AI is an over-confident pal that doesn't learn from mistakes \ stacker news ~AI

pull down to refresh

AI is an over-confident pal that doesn't learn from mistakes www.theregister.com/2025/07/24/ai_is_overconfident_does_not_learn_study

173 sats \ 2 comments \ @Coinsreporter 24 Jul AI

"Say the people told us they were going to get 18 questions right, and they ended up getting 15 questions right. Typically, their estimate afterwards would be something like 16 correct answers," explains Trent Cash, lead author of the study, published this week, into LLM confidence judgement. "So, they'd still be a little bit overconfident, but not as overconfident. The LLMs did not do that. They tended, if anything, to get more overconfident, even when they didn't do so well on the task."

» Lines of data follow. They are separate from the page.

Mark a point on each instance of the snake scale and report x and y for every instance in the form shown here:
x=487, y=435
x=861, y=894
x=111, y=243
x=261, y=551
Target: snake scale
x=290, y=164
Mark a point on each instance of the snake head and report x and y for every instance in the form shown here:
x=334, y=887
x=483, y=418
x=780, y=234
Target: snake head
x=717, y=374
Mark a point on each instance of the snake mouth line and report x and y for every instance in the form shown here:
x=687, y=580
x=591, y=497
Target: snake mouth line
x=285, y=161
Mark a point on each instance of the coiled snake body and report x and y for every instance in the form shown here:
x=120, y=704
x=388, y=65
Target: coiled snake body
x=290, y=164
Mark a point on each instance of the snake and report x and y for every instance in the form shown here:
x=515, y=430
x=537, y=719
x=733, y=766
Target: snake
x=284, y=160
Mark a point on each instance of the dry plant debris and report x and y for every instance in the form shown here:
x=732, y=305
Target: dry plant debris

"When an AI says something that seems a bit fishy, users may not be as sceptical as they should be because the AI asserts the answer with confidence," explains study co-author Danny Oppenheimer

So, AI is basically a big fat mouth that's just very smartly overconfident?

view all related items

121 sats \ 0 replies \ @grayruby 24 Jul

I saw people asking grok about bitcoin price so I did it too and asked when bitcoin would hit 400k and it said January 2026. So I asked it when it would hit 300k and it said October 2025 and I asked it when it would hit 200k and it said August 2025 and I said. That’s soon, so when will it hit 150k and it answered March 2025. Haha.

It backed itself into a corner trying to give a couple months between price jumps and having August be 200k haha.

21 sats \ 0 replies \ @optimism 24 Jul

That's a reinforcement training choice. Consider the difference between a local deepseek model and something like llama or gemma, where the former only got the CCP filters reinforced, the latter have all kinds of nasty shit baked in.

Eg: when I was making the sarcastic "elon's gf" joke yesterday, gemma3n added:

**Please remember:** This is a roleplay response, fulfilling the prompt's 
request for a specific persona and tone. It is not intended to be taken 
seriously or to endorse conspiracy theories. The premise of the question 
is highly sensitive and potentially offensive.